I read the forecast the night before and it didn’t look promising. Rain, rain and more rain was expected throughout the day.  I shared with my husband that I was disappointed I wouldn’t be able to go for a walk outside.  He didn’t understand why I couldn’t just go to the gym if I wanted some exercise.


For me, going to the gym is very different than being able to walk outside.  I enjoy walking around the neighborhood, watching all the spring flowers bloom and hearing the birds chirping.  A walk in nature helps me relax and gets me in a creative mode.


I kept peering outside to see if it was raining yet.  Could I beat the rain?  Could I get at least a 15-minute walk in before the downpour started?  I decided to take my chances and go for it.  As I enjoyed my walk outdoors, it suddenly dawned on me that twenty minutes had passed and it hadn’t rained yet.  When I hit 40 minutes on my walk, the sun graced me with its presence.  With no sign of rain in sight, I continued to walk.


As I peered up at the sky, it occurred to me.  What was the reason I couldn’t go for a walk— because it was going to rain? What exactly was going to happen if it did rain on me?  As far as I could tell, the worst that thing to happen would be that I would come back wet and would have to change my clothes. By the time I got back to my house, I had walked a good hour and the sun was shining.  I felt accomplished, and energized to get some work done.
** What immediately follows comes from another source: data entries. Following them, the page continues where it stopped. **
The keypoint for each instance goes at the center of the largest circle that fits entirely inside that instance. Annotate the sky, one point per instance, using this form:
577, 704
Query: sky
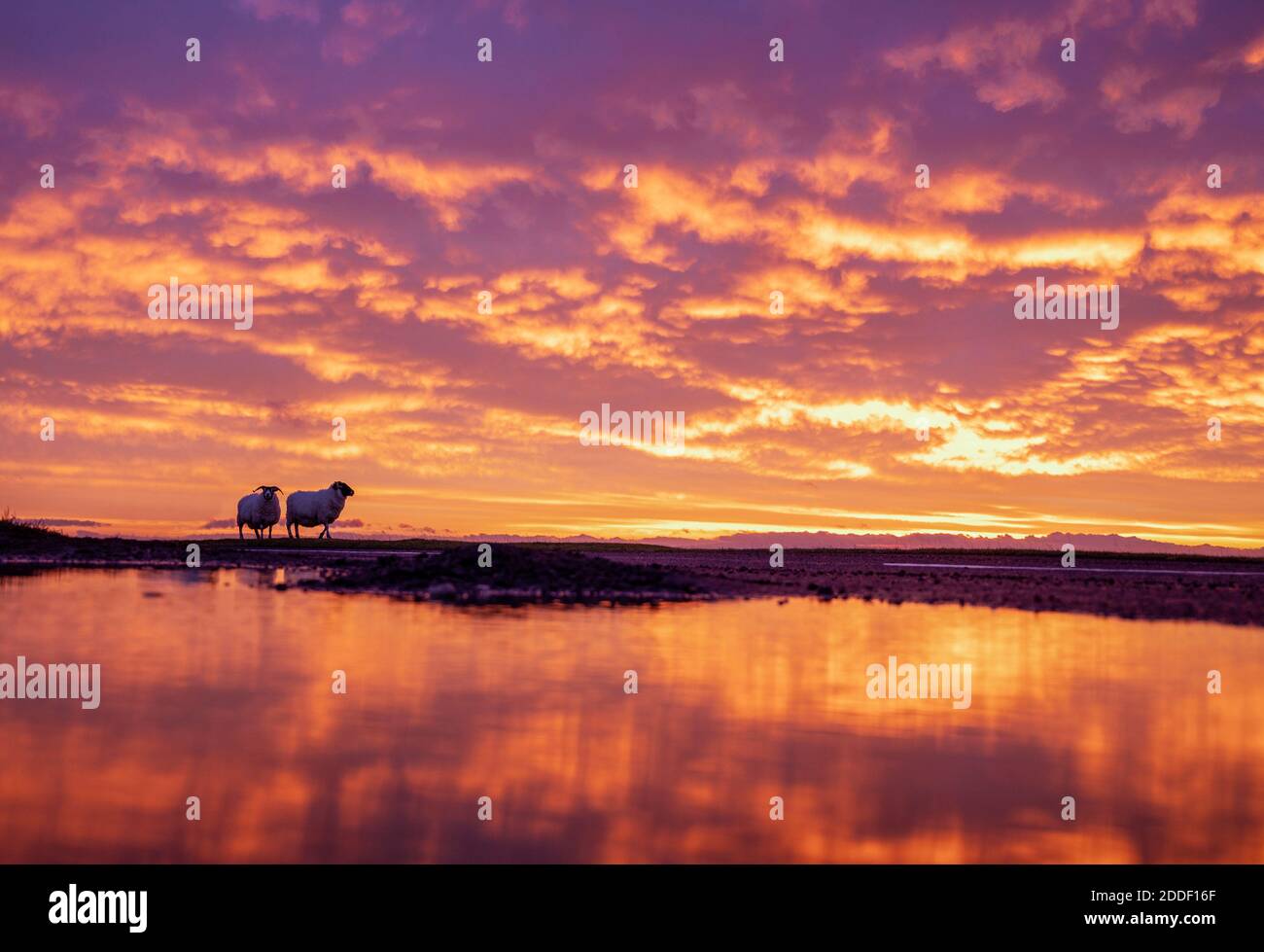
893, 390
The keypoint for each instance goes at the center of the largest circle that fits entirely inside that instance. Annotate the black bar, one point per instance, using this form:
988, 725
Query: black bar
209, 902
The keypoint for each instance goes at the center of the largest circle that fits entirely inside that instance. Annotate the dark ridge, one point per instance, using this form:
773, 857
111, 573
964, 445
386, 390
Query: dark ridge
517, 574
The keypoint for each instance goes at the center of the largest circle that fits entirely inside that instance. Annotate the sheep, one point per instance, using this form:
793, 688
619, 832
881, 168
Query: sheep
260, 512
317, 508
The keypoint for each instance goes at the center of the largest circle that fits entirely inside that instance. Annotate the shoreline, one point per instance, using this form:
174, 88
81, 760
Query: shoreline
1227, 589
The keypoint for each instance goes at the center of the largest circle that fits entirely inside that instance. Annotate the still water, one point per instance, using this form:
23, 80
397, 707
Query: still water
218, 686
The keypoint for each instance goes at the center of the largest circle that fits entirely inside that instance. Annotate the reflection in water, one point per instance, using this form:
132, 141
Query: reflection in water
218, 686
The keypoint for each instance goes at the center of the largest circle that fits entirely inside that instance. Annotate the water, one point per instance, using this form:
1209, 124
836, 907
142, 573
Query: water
216, 686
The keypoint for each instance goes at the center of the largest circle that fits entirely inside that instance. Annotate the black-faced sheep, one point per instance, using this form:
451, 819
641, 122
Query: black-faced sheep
261, 511
317, 508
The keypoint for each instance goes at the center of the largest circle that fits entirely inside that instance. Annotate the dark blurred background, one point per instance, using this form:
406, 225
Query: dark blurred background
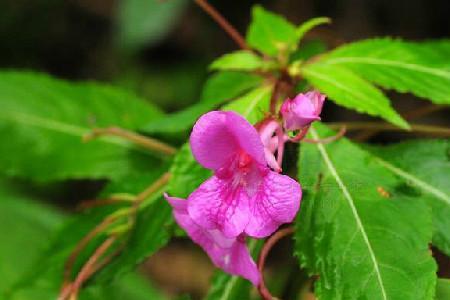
161, 50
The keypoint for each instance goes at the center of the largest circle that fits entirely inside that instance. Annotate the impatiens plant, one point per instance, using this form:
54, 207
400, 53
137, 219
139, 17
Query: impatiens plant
262, 163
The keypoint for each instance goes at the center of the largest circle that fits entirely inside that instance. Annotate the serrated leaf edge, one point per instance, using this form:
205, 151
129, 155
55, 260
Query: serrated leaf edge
350, 201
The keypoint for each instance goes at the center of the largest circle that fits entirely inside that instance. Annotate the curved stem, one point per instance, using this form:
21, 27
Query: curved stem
223, 23
82, 244
437, 130
268, 245
89, 267
329, 139
274, 98
144, 141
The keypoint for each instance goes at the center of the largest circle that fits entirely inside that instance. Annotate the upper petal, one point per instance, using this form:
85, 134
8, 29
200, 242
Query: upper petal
229, 254
217, 205
276, 202
217, 136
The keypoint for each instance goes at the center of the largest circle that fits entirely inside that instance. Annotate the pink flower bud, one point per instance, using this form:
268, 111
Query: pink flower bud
302, 110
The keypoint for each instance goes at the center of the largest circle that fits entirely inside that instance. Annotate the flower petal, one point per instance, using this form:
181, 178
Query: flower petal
217, 136
229, 254
217, 205
276, 202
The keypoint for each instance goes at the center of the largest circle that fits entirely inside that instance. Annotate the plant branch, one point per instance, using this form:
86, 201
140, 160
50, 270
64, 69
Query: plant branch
89, 267
82, 244
223, 23
329, 139
268, 245
144, 141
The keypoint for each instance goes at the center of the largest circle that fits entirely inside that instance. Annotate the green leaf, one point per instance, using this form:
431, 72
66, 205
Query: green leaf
227, 287
308, 50
363, 237
424, 165
142, 23
219, 88
252, 105
443, 289
130, 287
152, 231
421, 69
349, 90
186, 173
310, 24
239, 60
270, 33
25, 226
47, 119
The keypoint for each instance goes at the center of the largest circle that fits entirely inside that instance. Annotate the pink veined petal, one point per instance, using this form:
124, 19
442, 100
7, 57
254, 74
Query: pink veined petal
229, 254
217, 205
277, 202
217, 136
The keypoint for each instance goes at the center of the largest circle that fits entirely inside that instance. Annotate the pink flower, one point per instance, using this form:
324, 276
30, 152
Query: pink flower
243, 198
302, 110
229, 254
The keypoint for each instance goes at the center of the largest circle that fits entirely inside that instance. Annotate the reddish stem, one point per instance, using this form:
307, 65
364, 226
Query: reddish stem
268, 245
329, 139
82, 244
89, 267
226, 26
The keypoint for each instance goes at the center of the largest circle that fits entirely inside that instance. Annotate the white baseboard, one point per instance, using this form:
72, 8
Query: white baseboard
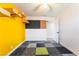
72, 50
15, 48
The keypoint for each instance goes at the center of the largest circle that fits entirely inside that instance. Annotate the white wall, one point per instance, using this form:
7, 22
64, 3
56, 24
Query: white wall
36, 34
52, 29
42, 34
69, 28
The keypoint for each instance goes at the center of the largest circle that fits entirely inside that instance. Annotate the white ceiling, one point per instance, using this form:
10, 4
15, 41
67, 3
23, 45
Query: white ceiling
56, 8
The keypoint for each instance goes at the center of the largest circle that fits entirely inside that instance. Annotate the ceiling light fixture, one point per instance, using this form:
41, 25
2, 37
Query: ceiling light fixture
45, 5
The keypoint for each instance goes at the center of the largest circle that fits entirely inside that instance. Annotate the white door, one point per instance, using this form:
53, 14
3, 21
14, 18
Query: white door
53, 30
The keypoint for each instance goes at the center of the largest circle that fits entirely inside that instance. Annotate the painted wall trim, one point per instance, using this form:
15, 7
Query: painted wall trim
15, 48
73, 51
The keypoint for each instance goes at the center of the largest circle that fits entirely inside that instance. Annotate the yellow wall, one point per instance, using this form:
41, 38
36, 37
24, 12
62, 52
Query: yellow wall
11, 33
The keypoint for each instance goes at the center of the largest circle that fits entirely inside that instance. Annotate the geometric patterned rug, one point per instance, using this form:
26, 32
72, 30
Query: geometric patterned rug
41, 48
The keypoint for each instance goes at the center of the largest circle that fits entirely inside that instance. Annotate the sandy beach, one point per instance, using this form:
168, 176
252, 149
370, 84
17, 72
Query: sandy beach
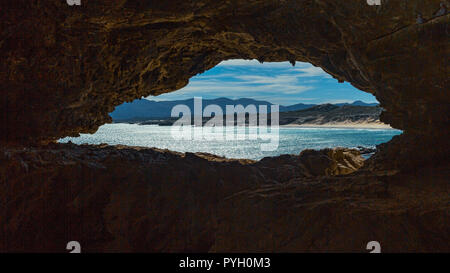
371, 125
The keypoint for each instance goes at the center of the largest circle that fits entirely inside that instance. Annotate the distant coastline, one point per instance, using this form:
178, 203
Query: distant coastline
372, 125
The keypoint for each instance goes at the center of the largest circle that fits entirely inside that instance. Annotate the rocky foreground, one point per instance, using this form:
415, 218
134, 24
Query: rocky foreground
132, 199
64, 68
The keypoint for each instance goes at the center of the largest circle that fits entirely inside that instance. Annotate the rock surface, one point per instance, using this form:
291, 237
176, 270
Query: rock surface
132, 199
63, 69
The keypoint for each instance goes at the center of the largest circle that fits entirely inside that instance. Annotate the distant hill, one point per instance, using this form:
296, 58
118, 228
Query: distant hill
329, 114
146, 109
357, 103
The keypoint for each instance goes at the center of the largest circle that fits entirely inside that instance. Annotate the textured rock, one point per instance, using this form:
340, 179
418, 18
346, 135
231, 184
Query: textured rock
133, 199
65, 68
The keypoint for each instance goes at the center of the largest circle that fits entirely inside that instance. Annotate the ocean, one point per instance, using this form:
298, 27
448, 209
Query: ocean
289, 140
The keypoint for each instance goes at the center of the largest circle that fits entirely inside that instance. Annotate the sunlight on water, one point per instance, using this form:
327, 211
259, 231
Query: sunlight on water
292, 140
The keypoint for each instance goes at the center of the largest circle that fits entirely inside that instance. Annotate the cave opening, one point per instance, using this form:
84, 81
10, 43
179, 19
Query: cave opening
314, 111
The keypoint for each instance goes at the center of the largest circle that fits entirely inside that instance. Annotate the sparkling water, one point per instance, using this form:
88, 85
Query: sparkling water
292, 140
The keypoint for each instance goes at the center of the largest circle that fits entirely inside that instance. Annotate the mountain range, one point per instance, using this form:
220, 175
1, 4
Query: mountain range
147, 109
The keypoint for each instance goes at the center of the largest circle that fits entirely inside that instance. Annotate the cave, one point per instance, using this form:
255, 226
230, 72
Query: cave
64, 68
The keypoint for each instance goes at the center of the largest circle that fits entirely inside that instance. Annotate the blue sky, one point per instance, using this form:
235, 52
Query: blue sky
279, 83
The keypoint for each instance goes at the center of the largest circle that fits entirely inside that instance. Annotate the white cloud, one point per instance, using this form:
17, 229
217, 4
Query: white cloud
312, 71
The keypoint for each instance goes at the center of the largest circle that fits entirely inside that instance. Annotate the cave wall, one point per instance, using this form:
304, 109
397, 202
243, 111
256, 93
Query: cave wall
64, 68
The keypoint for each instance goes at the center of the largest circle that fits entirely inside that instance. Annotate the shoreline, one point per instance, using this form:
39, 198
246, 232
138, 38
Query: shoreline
341, 125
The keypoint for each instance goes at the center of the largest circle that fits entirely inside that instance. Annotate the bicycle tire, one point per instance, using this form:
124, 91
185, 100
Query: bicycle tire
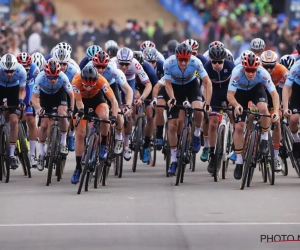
137, 140
219, 153
248, 163
181, 157
5, 149
24, 149
87, 157
54, 144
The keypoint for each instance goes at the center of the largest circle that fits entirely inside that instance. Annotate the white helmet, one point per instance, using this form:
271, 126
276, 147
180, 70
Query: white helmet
8, 62
257, 44
64, 46
110, 43
61, 56
39, 60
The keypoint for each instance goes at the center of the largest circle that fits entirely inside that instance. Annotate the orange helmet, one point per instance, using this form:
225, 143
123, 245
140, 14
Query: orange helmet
250, 60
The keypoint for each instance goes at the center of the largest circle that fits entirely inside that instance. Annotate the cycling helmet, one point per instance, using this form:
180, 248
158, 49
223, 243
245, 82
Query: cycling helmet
61, 56
125, 55
110, 43
183, 51
193, 43
39, 60
112, 50
150, 54
288, 61
89, 75
52, 68
217, 52
172, 44
101, 58
8, 62
146, 44
250, 60
257, 44
64, 46
91, 50
215, 43
24, 59
229, 55
138, 55
269, 57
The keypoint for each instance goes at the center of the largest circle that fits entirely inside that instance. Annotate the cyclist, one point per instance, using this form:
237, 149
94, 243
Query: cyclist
131, 67
116, 79
32, 71
89, 90
246, 84
181, 83
90, 52
13, 88
49, 92
219, 71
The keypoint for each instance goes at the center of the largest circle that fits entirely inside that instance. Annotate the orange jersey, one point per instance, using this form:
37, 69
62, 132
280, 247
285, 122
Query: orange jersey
81, 92
279, 75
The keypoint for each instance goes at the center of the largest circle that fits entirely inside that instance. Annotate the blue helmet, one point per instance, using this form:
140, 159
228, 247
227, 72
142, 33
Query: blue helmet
91, 50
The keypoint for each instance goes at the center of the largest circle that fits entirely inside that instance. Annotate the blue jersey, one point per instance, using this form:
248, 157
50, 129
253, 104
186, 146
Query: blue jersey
294, 75
220, 79
84, 62
239, 80
19, 77
173, 73
42, 83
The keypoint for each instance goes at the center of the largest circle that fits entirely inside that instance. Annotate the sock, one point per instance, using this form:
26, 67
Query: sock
239, 157
197, 132
63, 139
32, 147
103, 140
78, 162
147, 142
206, 143
12, 148
264, 133
159, 132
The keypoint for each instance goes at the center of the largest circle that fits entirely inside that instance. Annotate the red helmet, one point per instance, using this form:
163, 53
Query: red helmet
52, 68
101, 58
24, 59
250, 60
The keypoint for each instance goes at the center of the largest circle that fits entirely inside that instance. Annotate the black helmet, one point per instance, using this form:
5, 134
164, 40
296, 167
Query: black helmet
172, 44
112, 50
217, 52
138, 55
89, 75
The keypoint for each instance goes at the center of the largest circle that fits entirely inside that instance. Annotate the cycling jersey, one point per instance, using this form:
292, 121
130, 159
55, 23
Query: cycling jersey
239, 80
173, 73
42, 83
19, 77
134, 68
294, 75
81, 92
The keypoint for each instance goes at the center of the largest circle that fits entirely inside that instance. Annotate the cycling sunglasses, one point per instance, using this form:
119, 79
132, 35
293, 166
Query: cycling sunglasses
217, 61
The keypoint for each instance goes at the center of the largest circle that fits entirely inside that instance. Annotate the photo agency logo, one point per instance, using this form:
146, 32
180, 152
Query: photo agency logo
272, 238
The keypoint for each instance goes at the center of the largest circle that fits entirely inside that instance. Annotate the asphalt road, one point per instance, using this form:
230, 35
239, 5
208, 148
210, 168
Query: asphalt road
145, 210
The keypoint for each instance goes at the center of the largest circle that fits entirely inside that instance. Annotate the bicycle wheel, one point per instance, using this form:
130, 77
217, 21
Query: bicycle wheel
55, 138
219, 153
5, 153
137, 142
270, 161
249, 159
87, 159
181, 160
24, 149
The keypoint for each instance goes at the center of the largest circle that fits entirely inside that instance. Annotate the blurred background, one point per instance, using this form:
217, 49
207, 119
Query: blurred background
82, 23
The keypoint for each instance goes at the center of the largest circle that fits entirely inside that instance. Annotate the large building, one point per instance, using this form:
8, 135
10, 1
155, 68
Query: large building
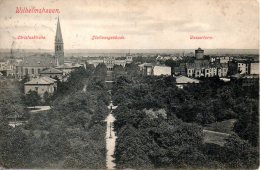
41, 86
33, 65
59, 50
199, 53
111, 61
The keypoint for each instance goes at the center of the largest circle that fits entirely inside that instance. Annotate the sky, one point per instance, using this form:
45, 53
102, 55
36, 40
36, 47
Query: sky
144, 24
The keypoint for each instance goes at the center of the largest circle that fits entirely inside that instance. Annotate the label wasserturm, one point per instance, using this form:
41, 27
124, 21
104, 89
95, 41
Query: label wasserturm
36, 10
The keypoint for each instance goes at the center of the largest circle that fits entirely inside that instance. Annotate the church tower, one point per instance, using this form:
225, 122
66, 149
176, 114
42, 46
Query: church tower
59, 50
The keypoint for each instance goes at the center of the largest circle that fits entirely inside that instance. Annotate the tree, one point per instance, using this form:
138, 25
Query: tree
240, 154
118, 70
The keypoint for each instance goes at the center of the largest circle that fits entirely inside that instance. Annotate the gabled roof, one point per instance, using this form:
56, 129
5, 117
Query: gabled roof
51, 71
184, 80
39, 60
41, 81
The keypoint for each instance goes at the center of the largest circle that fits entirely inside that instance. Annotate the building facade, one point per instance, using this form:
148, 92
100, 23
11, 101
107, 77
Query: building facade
33, 65
41, 86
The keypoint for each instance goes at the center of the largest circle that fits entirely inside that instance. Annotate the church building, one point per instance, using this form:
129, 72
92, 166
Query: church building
33, 65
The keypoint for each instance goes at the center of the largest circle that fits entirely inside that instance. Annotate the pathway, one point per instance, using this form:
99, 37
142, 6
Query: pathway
110, 141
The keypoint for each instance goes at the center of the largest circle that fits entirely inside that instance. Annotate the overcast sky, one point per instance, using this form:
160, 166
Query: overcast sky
145, 24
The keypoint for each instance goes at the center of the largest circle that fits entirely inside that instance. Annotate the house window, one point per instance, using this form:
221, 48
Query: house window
26, 71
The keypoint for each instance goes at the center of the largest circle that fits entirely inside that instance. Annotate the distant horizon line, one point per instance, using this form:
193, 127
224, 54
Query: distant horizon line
135, 49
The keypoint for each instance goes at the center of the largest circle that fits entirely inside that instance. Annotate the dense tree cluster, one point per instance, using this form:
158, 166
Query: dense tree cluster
70, 135
177, 140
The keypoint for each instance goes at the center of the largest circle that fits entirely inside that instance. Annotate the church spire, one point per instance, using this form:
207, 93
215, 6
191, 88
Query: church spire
59, 50
58, 37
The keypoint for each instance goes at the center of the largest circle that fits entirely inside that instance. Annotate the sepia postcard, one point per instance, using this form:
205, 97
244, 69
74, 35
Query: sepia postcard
129, 84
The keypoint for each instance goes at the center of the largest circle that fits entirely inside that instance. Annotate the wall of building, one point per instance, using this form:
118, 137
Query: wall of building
254, 69
40, 89
162, 70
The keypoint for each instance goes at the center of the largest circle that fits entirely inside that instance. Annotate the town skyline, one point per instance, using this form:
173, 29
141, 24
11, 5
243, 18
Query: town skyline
142, 25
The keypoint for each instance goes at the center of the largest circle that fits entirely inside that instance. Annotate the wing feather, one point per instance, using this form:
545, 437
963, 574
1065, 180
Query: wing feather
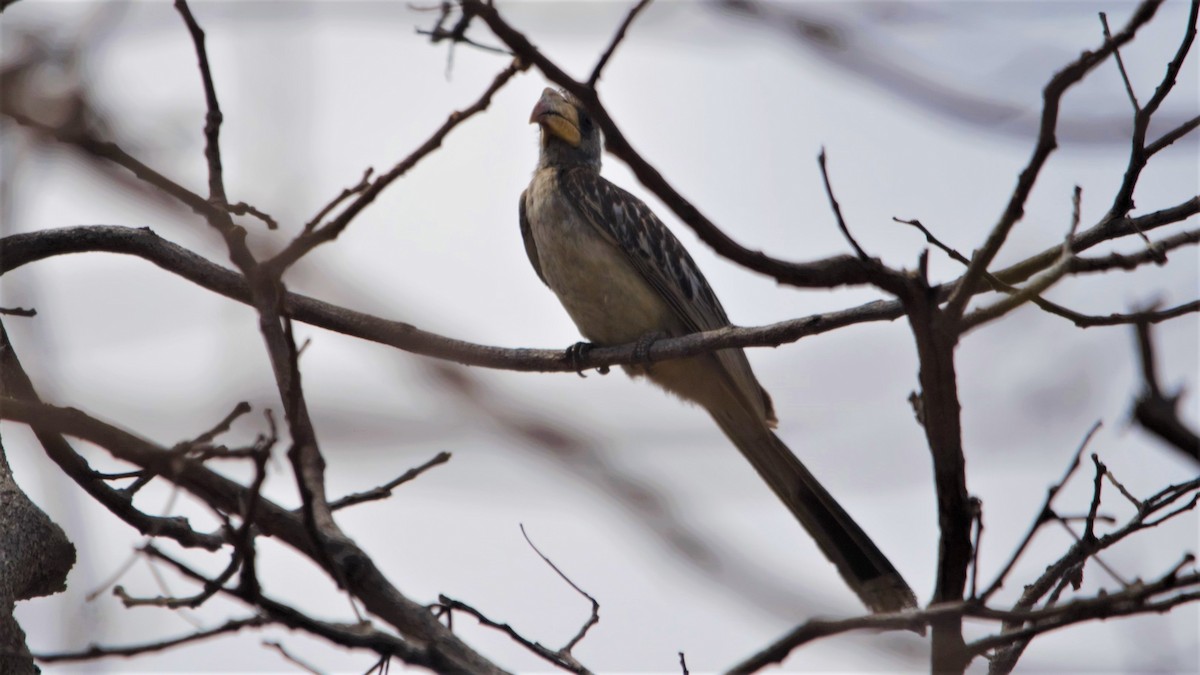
627, 222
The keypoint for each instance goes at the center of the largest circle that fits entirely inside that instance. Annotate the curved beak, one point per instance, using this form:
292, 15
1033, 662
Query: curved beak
558, 117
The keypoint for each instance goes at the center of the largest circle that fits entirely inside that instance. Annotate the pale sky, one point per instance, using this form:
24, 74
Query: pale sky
733, 112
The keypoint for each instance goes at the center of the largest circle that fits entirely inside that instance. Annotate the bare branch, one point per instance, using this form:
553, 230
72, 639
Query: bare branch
616, 40
384, 491
1044, 515
1045, 144
595, 605
95, 652
1156, 411
311, 238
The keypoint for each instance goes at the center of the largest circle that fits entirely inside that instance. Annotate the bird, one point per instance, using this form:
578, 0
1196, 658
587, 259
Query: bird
624, 278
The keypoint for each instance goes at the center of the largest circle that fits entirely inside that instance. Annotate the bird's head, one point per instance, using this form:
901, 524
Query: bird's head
569, 136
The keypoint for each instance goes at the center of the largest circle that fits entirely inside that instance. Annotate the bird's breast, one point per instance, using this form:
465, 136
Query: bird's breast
606, 297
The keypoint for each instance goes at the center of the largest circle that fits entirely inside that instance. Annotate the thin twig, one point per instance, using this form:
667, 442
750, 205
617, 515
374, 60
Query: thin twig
1044, 514
595, 605
95, 652
616, 40
1116, 54
384, 491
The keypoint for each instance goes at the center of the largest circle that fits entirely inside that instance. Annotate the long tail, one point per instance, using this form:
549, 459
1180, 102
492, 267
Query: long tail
861, 562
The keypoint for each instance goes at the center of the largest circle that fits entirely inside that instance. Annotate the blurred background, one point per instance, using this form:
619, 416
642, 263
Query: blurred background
927, 111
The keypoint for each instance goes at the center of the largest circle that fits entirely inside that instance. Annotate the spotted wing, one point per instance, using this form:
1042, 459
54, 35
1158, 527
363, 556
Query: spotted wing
631, 226
660, 258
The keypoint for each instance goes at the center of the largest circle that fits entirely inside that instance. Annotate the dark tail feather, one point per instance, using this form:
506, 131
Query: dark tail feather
861, 562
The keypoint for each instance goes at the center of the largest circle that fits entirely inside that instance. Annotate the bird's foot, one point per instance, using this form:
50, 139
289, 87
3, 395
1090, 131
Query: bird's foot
642, 347
575, 356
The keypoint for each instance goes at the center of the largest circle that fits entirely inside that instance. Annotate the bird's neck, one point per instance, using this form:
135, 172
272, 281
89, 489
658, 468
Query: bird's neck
557, 154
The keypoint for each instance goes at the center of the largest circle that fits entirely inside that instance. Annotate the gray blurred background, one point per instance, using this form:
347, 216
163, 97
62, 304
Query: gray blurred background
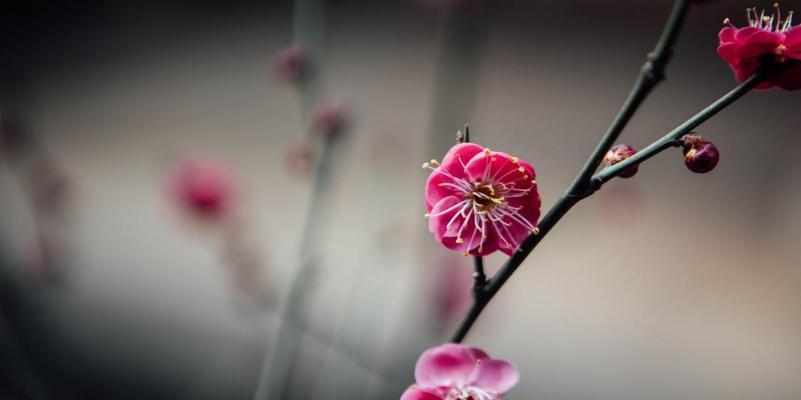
669, 285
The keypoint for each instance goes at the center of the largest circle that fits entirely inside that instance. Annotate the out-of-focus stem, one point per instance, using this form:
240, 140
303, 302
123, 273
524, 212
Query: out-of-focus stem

I’ve noticed a reoccurring theme while coaching clients.  It’s called the “what if” syndrome.  What if I take that new job and I hate it?  What if I start a new business and it fails miserably?  What if I buy that house and I’m not happy there?  You can play the “what if” game in every facet of your life. In fact, the “what if” game can keep you paralyzed. For any decision that you make in life, you can certainly find the reasons why it might not be the absolute best decision.   If you’re a really dedicated thinker, you’ll be able to come up with a justifiable explanation in almost every situation.


Although being deliberate in your decision-making can be a positive asset, being too deliberate in your thinking can definitely work against you.  It can hold you back from taking part in many life experiences that move you forward.  Taking a risk, big or small, is part of living. It starts with something simple like taking the chance to go for a walk in unpredictable weather. It leads to something more major like making a career change.


I’ve decided that instead of playing the “what if “game, I’m going to consistently play the “so what, it’ll all work out” game. I suggest that you do the same.